FIG. 2 is a representative illustration of a process control system which may be used with the well system and method of FIG. 1.

FIG. 3 is a representative illustration of a standpipe pressure control system which may be used with the well system, method and process control system.

FIG. 4 is a representative illustration of a portion of the standpipe pressure control system.

Representatively and schematically illustrated in FIG. 1 is a well system 10 and associated method which can embody principles of the present disclosure. In the system 10, a wellbore 12 is drilled by rotating a drill bit 14 on an end of a tubular drill string 16.

Drilling fluid 18, commonly known as mud, is circulated downward through the drill string 16, out the drill bit 14 and upward through an annulus 20 formed between the drill string and the wellbore 12, in order to cool the drill bit, lubricate the drill string, remove cuttings and provide a measure of bottom hole pressure control. A non-return valve 21 (typically a flapper-type check valve) prevents flow of the drilling fluid 18 upward through the drill string 16 (for example, when connections are being made in the drill string).

Control of bottom hole pressure is very important in managed pressure and underbalanced drilling, and in other types of well operations. Preferably, the bottom hole pressure is accurately controlled to prevent excessive loss of fluid into an earth formation 64 surrounding the wellbore 12, undesired fracturing of the formation, undesired influx of formation fluids into the wellbore, etc.

In typical managed pressure drilling, it is desired to maintain the bottom hole pressure just greater than a pore pressure of the formation 64, without exceeding a fracture pressure of the formation. In typical underbalanced drilling, it is desired to maintain the bottom hole pressure somewhat less than the pore pressure, thereby obtaining a controlled influx of fluid from the formation 64.
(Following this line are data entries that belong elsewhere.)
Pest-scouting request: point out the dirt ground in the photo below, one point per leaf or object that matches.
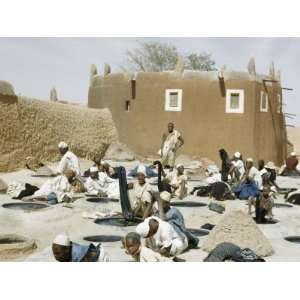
(43, 225)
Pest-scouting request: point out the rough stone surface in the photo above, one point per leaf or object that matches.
(34, 128)
(240, 229)
(119, 152)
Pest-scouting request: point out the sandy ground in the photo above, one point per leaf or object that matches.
(44, 224)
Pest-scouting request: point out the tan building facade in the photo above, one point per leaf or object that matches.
(237, 111)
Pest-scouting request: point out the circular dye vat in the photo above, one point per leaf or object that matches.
(198, 232)
(282, 205)
(188, 204)
(117, 221)
(101, 199)
(103, 238)
(25, 206)
(293, 239)
(13, 246)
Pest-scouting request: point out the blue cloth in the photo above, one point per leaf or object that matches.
(52, 198)
(175, 218)
(149, 172)
(80, 251)
(246, 190)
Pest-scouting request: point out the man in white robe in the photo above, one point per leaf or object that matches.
(171, 142)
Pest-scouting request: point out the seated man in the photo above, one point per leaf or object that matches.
(291, 164)
(100, 184)
(175, 218)
(141, 198)
(177, 181)
(252, 174)
(133, 246)
(66, 251)
(161, 237)
(263, 205)
(237, 168)
(55, 190)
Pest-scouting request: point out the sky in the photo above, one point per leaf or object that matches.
(35, 65)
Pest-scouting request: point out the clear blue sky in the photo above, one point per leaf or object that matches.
(34, 65)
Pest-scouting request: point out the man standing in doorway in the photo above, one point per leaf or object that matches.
(171, 142)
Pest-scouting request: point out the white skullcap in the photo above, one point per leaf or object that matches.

Nitrogen or another gas, or another lighter weight fluid, may be added to the drilling fluid 18 for pressure control. This technique is especially useful, for example, in underbalanced drilling operations.

In the system 10, additional control over the bottom hole pressure is obtained by closing off the annulus 20 (e.g., isolating it from communication with the atmosphere and enabling the annulus to be pressurized at or near the surface) using a rotating control device 22 (RCD). The RCD 22 seals about the drill string 16 above a wellhead 24. Although not shown in FIG. 1, the drill string 16 would extend upwardly through the RCD 22 for connection to, for example, a rotary table (not shown), a standpipe line 26, a kelley (not shown), a top drive and/or other conventional drilling equipment.

The drilling fluid 18 exits the wellhead 24 via a wing valve 28 in communication with the annulus 20 below the RCD 22. The fluid 18 then flows through fluid return line 30 to a choke manifold 32, which includes redundant chokes 34. Backpressure is applied to the annulus 20 by variably restricting flow of the fluid 18 through the operative choke(s) 34.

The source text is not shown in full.